Una millonaria deuda a la generadora configuraría el trasfondo de los problemas energéticos en Río Mayo y Río Senguer

Durante la última semana, la empresa Genneia, que abastece de energía a diez poblados de Chubut, solicitó a través de la Subsecretaría de Servicios Públicos, disminuir el consumo de energía en dos de esas localidades por presuntos problemas operativos. Así Río Mayo y Río Senguer quedaron en total oscuridad en sus calles durante la noche, luego de que se decidiera en conjunto cortar el alumbrado público. Sin embargo, el trasfondo de esta situación sería una millonaria deuda por más de $380 millones de pesos que reclama la empresa hace cuatro años al Ejecutivo provincial.

En el sur de la Patagonia donde el frío penetra los huesos en invierno y la noche comienza cuando llega la hora de la merienda, dos pueblos de Chubut hace cinco días están prácticamente a oscuras por inconvenientes con el sistema eléctrico, que tendrían de trasfondo una millonaria deuda del Gobierno provincial.

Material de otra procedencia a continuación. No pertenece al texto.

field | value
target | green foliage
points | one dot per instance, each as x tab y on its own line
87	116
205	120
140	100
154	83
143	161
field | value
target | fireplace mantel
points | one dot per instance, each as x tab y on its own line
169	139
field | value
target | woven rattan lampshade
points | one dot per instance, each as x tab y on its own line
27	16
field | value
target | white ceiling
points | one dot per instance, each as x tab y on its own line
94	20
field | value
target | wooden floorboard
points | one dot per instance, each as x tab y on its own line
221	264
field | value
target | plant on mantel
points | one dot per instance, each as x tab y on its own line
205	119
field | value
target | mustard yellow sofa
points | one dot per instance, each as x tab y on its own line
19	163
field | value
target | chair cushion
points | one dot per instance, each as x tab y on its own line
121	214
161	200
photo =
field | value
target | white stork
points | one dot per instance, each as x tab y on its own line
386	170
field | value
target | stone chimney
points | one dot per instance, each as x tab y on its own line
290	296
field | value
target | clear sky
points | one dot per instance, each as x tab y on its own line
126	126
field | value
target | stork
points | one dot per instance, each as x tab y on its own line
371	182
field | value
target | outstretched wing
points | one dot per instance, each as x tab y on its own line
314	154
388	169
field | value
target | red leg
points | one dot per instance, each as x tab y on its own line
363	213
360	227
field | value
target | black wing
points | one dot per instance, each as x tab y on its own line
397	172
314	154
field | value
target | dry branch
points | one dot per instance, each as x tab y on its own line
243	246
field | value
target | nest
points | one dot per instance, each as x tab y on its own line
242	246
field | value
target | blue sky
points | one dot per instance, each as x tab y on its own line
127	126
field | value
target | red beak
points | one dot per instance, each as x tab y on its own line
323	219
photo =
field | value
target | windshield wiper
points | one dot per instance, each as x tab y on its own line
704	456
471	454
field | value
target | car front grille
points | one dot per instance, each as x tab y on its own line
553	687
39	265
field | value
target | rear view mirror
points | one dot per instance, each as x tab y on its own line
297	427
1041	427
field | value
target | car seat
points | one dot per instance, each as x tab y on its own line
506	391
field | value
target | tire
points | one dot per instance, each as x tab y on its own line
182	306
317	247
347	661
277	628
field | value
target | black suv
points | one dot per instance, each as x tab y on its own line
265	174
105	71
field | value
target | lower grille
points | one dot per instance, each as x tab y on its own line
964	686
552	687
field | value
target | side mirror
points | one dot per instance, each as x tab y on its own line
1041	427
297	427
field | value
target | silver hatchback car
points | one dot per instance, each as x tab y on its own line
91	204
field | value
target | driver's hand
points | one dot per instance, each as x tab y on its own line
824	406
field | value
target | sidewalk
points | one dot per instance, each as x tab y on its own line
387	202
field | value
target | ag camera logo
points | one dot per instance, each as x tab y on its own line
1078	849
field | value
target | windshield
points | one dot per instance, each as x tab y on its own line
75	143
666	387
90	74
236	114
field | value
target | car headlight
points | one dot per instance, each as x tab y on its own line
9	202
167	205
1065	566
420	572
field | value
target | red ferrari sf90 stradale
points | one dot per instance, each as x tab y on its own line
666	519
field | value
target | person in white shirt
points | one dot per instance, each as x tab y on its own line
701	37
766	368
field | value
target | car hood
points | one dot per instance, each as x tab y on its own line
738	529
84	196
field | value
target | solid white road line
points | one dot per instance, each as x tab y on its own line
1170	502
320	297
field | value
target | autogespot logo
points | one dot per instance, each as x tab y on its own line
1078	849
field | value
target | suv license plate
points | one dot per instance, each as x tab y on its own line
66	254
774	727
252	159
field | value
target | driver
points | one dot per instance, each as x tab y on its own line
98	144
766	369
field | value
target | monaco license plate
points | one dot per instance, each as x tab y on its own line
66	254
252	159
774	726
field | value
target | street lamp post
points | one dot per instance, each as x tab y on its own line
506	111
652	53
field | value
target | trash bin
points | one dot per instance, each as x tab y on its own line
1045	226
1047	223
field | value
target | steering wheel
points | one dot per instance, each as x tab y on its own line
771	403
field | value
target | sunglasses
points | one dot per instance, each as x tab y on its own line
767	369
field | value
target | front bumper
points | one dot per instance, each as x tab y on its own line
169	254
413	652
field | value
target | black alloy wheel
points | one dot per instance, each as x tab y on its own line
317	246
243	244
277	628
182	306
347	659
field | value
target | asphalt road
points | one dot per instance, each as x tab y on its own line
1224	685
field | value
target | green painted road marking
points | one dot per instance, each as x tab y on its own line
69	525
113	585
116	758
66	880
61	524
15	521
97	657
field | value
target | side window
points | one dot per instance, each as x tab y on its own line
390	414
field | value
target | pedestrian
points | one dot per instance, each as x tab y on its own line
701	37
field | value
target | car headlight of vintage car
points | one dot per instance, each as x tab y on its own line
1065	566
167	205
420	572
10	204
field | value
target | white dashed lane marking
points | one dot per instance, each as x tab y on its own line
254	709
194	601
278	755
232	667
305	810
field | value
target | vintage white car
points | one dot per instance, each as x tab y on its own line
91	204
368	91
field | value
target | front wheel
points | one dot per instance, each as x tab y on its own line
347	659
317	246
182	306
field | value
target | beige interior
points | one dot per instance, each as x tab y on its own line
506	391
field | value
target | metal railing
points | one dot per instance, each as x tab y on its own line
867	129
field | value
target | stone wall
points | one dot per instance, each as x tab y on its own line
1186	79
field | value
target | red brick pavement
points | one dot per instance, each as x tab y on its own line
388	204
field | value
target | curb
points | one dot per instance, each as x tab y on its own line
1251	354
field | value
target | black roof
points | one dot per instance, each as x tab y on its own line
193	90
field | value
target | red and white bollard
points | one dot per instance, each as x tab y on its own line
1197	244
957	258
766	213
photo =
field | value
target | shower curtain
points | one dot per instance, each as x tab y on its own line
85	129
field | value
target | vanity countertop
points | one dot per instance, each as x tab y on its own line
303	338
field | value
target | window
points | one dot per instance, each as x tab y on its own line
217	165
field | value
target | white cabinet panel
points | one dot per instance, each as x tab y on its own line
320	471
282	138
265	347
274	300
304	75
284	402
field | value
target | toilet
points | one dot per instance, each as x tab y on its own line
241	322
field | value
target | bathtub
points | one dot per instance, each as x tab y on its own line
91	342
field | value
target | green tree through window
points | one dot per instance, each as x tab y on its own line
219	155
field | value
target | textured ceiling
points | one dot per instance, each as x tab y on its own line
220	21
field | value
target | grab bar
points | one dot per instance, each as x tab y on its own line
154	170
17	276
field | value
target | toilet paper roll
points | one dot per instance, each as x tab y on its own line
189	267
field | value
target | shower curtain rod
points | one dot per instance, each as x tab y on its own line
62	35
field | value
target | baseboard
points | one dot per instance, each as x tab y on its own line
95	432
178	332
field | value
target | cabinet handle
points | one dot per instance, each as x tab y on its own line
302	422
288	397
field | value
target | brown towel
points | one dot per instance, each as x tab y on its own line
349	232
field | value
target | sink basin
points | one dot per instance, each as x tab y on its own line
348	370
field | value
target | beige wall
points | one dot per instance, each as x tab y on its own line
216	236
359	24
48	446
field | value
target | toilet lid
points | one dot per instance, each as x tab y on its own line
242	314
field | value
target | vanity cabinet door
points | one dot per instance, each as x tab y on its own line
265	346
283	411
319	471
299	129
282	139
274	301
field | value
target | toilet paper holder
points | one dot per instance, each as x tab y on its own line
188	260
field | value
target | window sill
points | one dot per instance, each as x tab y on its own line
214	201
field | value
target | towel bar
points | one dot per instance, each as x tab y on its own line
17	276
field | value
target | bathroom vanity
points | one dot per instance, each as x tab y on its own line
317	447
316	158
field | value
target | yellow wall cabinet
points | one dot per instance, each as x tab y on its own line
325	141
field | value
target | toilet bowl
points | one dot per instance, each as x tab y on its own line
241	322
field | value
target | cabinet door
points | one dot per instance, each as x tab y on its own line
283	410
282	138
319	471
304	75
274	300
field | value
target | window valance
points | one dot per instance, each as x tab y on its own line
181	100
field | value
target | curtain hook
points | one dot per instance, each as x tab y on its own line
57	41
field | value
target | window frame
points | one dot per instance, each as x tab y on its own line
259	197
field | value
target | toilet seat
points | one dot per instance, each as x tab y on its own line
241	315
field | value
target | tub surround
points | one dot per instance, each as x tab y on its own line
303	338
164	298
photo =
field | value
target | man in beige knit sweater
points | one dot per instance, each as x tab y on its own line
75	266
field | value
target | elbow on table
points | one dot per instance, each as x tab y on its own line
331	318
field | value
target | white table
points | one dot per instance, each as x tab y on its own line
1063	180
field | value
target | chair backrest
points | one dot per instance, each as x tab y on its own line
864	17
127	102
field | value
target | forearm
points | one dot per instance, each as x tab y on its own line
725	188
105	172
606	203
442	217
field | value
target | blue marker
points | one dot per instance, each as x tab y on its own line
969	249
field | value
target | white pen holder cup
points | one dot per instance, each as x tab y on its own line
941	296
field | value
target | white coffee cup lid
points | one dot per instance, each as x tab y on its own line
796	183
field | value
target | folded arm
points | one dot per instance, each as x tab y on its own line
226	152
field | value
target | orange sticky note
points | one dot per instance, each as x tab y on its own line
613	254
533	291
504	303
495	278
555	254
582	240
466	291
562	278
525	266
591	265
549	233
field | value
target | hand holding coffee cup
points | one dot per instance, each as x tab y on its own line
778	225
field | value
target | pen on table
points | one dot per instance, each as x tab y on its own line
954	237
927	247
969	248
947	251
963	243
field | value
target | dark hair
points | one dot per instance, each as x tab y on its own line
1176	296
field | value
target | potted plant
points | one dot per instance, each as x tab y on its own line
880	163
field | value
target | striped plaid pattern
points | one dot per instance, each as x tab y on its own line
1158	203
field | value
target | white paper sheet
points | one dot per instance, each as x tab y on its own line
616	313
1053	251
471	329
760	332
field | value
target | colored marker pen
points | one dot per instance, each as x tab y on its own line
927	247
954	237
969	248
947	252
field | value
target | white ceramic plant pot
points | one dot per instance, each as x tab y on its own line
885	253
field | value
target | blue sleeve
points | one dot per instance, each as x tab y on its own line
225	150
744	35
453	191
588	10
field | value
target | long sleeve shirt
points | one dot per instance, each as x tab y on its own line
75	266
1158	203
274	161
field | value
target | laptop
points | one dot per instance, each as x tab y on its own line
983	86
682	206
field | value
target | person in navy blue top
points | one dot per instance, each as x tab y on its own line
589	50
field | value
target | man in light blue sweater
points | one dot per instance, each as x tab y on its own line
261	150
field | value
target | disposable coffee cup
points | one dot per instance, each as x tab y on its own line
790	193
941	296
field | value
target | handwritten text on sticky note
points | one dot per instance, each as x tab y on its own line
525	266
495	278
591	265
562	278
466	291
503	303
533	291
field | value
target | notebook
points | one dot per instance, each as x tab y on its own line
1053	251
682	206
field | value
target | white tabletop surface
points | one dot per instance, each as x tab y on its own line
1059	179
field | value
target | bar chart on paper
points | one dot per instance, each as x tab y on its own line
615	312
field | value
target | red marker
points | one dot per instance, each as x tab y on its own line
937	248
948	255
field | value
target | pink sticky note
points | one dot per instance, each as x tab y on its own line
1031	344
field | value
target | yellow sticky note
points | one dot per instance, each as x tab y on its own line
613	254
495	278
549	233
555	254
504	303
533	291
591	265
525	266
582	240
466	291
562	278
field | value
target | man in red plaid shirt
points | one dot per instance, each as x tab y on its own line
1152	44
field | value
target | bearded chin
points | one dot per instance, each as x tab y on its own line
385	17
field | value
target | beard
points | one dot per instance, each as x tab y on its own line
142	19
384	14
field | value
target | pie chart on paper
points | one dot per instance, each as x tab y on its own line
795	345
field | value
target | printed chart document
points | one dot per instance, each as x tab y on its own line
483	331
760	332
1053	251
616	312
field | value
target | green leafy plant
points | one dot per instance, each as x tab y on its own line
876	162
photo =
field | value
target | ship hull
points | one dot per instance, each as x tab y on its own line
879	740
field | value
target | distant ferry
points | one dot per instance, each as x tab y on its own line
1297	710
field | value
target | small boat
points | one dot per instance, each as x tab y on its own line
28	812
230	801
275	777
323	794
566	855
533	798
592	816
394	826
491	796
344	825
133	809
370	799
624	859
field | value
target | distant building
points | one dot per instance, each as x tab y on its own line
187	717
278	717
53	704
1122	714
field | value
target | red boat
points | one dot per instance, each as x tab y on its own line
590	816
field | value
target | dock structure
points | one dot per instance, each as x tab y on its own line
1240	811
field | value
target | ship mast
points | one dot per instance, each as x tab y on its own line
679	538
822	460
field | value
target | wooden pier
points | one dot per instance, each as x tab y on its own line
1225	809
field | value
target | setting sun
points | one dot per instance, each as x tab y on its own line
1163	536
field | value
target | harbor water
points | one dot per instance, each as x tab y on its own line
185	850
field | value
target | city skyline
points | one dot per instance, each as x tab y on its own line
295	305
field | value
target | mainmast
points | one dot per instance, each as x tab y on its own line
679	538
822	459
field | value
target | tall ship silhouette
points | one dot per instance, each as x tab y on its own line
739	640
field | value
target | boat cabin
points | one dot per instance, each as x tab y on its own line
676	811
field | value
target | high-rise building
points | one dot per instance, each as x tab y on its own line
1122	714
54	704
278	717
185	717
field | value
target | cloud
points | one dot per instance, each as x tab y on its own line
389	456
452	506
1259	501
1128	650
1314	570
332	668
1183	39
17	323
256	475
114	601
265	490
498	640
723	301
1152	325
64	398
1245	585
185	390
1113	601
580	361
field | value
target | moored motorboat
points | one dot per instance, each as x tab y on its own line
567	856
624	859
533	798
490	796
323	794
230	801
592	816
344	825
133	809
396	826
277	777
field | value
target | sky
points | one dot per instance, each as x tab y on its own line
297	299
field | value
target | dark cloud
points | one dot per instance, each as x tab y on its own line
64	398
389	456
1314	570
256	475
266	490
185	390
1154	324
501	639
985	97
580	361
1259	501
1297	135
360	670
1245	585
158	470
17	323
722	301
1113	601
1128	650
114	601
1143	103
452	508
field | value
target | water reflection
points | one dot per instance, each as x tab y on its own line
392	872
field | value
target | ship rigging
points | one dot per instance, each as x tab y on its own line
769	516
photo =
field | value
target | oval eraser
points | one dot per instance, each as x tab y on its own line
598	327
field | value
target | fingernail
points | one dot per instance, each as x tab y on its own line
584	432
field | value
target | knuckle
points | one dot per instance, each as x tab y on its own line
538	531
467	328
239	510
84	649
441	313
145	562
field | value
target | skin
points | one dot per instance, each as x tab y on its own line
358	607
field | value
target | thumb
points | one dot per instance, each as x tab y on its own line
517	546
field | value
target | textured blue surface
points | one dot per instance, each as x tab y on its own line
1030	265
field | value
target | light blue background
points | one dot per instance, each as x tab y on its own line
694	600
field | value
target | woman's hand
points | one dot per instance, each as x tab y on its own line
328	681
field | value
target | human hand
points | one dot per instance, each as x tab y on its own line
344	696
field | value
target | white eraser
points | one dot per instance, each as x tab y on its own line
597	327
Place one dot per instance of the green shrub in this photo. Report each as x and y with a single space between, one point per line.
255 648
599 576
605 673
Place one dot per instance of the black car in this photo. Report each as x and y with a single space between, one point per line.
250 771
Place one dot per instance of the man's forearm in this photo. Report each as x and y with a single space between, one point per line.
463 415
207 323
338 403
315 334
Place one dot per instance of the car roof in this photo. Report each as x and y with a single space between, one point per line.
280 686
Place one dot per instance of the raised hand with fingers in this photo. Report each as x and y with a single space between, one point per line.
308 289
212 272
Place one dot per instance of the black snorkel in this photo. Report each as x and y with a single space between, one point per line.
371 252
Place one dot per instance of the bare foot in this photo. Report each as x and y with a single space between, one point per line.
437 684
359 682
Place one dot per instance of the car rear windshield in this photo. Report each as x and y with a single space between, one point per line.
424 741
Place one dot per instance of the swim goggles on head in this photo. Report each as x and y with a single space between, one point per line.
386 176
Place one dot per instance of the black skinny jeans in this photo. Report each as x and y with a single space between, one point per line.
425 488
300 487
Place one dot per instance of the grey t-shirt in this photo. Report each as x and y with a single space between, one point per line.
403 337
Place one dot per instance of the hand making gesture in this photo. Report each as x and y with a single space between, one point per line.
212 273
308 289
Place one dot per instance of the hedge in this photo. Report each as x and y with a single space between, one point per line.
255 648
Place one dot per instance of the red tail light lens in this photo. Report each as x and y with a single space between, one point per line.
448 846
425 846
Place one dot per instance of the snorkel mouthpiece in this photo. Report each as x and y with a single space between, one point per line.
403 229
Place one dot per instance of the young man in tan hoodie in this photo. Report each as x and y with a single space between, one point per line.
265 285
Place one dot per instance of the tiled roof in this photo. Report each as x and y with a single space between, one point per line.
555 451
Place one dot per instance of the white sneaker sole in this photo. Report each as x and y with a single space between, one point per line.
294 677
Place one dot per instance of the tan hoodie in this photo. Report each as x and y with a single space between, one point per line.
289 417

En Río Mayo y Río Senguer la situación preocupa, principalmente porque a la hora de salida de los establecimientos escolares las calles están bajo un manto de oscuridad, con todo el peligro que eso conlleva.

Lo cierto es que esta situación no es nueva y tiene antecedentes hace cuatro años, cuando la empresa Genneia, que abastece de energía a Gobernador Costa, José de San Martín, Río Pico, Tecka, Aldea Viglione, Río Mayo, Ricardo Rojas, Aldea Beleiro y Lago Blanco, inició un reclamo legal ante el Gobierno de Chubut por facturas adeudadas y el pago de montos esenciales para sostener el funcionamiento de las dos centrales de generación termoeléctrica que tiene en esta provincia.

Por ese reclamo, el último mes incluso advirtió con entregar las centrales por la falta de pago y de respuestas, y dejar sin luz a todos los poblados.

Lo concreto es que todo empeoró el miércoles cuando la Subsecretaría de Servicios Públicos le pidió a la Cooperativa de Río Mayo bajar la carga de energía por solicitud de Genneia.

Según explicó Enrique Reggini, presidente de la entidad, a El Patagónico, ese día se acercó hasta su comercio -es propietario de una pequeña cadena de farmacias- Hugo Castillo, representante de Servicios Públicos de la provincia, y le informó que la empresa pidió que se baje la carga por problemas operativos.

Ante esa situación se decidió interrumpir el suministro de alumbrado público de Río Mayo y Río Senguer, las dos localidades más grandes que abastece esa central.

“Se hizo eso en forma consensuada entre Senguer, Río Mayo y Servicios Públicos. Las otras tres localidades son muy pequeñas y el consumo que puede tener Lago Blanco, Aldea Beleiro y Ricardo Rojas es muy pequeño en relación a Senguer y Río Mayo. Entonces utilizando el sentido común dijimos para qué vamos a generar más rollo si ajustando Río Mayo y Senguer podemos acceder al alivio que está pidiendo la empresa”, explicó Reggini.

Según se supo ayer el presidente de la Federación de Cooperativas de Chubut, Gabriel Tcharian se puso en contacto para saber cuál es el panorama que hay en torno a esta situación y prometió gestiones. También se estarían realizando gestiones a nivel municipal ambas localidades.

Mientras tanto, en ambos poblados se preguntan cuánto tiempo se extenderá la restricción del servicio de alumbrado público.

La exconcejal de Río Mayo, Yanina Vallejos, explicó que una de las principales preocupaciones es la inseguridad, principalmente en el horario que los chicos salen de la escuela y ya es de noche.

“La salida de los chicos preocupa mucho. Acá en invierno a las 18:15 ya está oscuro no se ve nada y es una boca de lobos. Los chicos alumbran con sus celulares, pero no deja de ser peligroso”, señaló.

La exedil aseguró que por el momento solo saben lo que escuchan en la radio, es decir el comunicado oficial que emitió la Cooperativa de Río Mayo por decisión de su Consejo Directivo.

En el mismo, firmado por Reggini se pidió “hasta nuevo aviso” hacer “un uso muy racional”, de la energía, e incluso se recomendó “no tener luces ni televisores encendidos si no se los está usando, sobre todo entre las 18 y las 24”.

Es que desde la empresa aducen que hay dos motores trabajando por debajo de su capacidad operativa normal y otro muy por debajo, y en caso de que alguno salga de sistema puede peligrar el abastecimiento residencial, lo que complicaría aún más el panorama en los poblados, algo difícil de comprender en pleno siglo XXI.